Alice Kistner and Erin Tyler at Mahaffey’s

What does the future hold for Erin and Legends? Personally, she will finish the MBA she has been pursuing at University of Baltimore, and travel. Travelling affords time to completely detach (no cell service) and immerse herself in something entirely new. Croatia was restorative, and stunningly beautiful, while Estonia revealed a burgeoning craft brewing world filled with unexpected and delicious IPA’s. Kosovo, Macedonia, and Albania are next on the itinerary. As for Legends? The focus will shift to a very proactive approach since the last few years have been reactive with the growth of the market. Spending time on strategic/long term planning is priority as Erin wants Legends to be the best specialty beverage distributor in the state in five years. Erin also wants to be the person behind the great breakthrough in craft beer distribution…stay tuned. One thing is certain, she is not leaving Legends:

“I can’t imagine doing anything else- they are my family!”

They are very lucky to have her. Unfailingly Erin operates in the best interest of her suppliers the way she operates in the best interests of her employees, reminding me- “without them where would we be?” I would add to that…without Erin where would Legends be? There is no question they are far better positioned because of her, as are all of their partners from suppliers to retail shops.
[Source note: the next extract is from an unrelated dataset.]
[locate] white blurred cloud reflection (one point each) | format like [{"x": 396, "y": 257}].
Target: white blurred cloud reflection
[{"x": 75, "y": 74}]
After nearly three hours spent on the intricacies of the business, Erin left me with a few golden nuggets to get excited about;

  1. Union Craft Brewing’s release of a new year round IPA- Divine (the name suits it perfectly)
  2. Firestone Walker’s release of Rosalee
  3. Oskar Blues Guns n’ Rosés Ale
  4. Better Wine Company Nitro Rosé in cans

They all sound intriguing! So put on a little David Bowie, or just watch Labyrinth and take a sip of that delightful craft beverage and be grateful Erin and Legends are here in Maryland to deliver it to you- always fresh!